Safe subgame solving: the breakthrough in computer poker
TL;DR: A breakthrough paper in computer poker is poorly written. I try to explain it better. Intended readership: People who care about technical details in obscure game-playing AI algorithms
In early 2017, Carnegie Mellon University researchers created an AI that finally beat top humans at 1 vs 1 poker. This happened to comparatively little fanfare when compared to DeepMind’s sucesses in Go.
I think there are two reasons for this. First, Poker wasn’t seen as a “AI holy grail” the way Go has been. Second, Libratus used what we could call “classical AI” techniques (an iterative algorithm called CFR) instead of deep learning, thus missing the deep learning hype.

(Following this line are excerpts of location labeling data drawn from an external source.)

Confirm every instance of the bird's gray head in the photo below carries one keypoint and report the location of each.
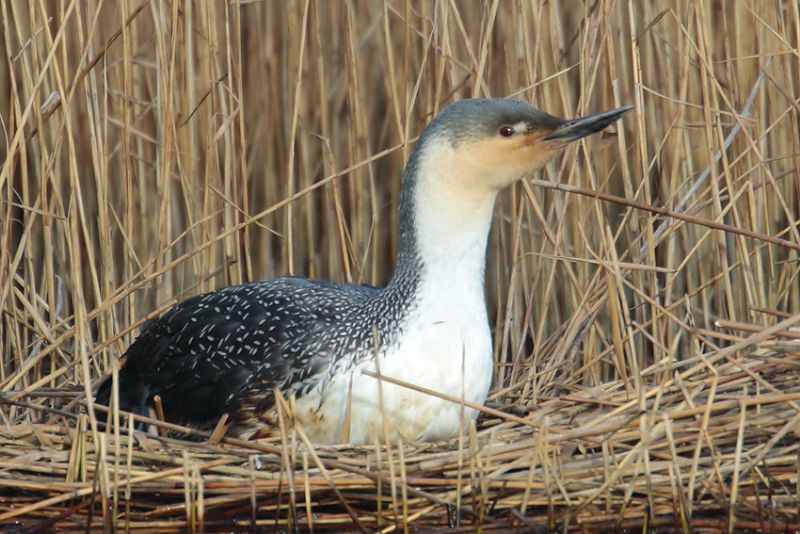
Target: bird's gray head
(466, 155)
(488, 144)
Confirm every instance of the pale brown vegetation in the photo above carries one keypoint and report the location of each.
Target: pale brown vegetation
(648, 368)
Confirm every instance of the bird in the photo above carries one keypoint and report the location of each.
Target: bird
(328, 346)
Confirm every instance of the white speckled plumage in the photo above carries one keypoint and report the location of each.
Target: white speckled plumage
(227, 351)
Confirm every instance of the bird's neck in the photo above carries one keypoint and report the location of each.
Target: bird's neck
(444, 229)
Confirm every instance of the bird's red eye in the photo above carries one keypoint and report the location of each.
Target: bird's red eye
(506, 131)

That said, the main breakthrough that made Libratus is can be generalized fairly easily. But first, we must talk a little about the theory and architecture behind AlphaGo [1] and modern poker bots.

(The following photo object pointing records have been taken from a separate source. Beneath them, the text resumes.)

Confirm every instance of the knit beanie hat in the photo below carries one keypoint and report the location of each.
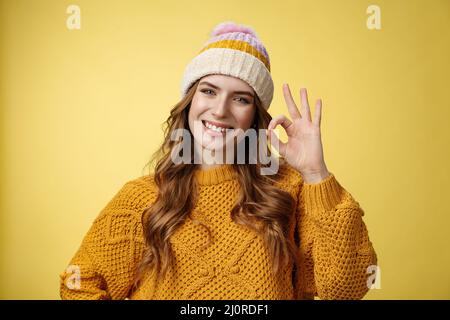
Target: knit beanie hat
(233, 50)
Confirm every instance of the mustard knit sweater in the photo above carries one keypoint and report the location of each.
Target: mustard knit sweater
(335, 250)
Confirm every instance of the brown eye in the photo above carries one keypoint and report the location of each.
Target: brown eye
(245, 101)
(206, 90)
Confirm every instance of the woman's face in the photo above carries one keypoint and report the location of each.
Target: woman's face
(222, 101)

Games like Go or poker are thought of in terms of their game tree. Go’s tree is straightforward: At each node you have a branch per possible place you could put a stone at. Poker’s tree is a bit more complex because of hidden information, where situations with equivalent information are grouped together in information sets. Both trees are huge – $10^160$ for 1 vs 1 Texas Hold’em and $10^170$ for Go.

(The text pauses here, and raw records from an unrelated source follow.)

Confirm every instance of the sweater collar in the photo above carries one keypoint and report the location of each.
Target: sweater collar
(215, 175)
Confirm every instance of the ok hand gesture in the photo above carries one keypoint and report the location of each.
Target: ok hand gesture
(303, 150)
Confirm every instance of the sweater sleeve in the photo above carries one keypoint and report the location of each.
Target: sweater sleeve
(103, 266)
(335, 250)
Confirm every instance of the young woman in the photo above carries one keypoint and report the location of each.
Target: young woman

The problem in making bots for these games is the top of the tree; solving small sub-trees at the bottom is easy to do. AlphaGo and classic chess bots solved this problem by copying moves by top humans [2]. Poker bots haven’t found a similar method for the top of the tree. Instead, they use “abstraction methods”: lower the branching factor (reduce the number of allowed bets in the tree) and prune parts of the tree that are unhelpful as fast as possible. [3]
This is bad because the quality of the strategy degrades quickly down the tree if you are using a single algorithm to solve the whole tree. The solution Libratus brings to this problem is to resolve subtrees we get to at runtime for stronger strategies.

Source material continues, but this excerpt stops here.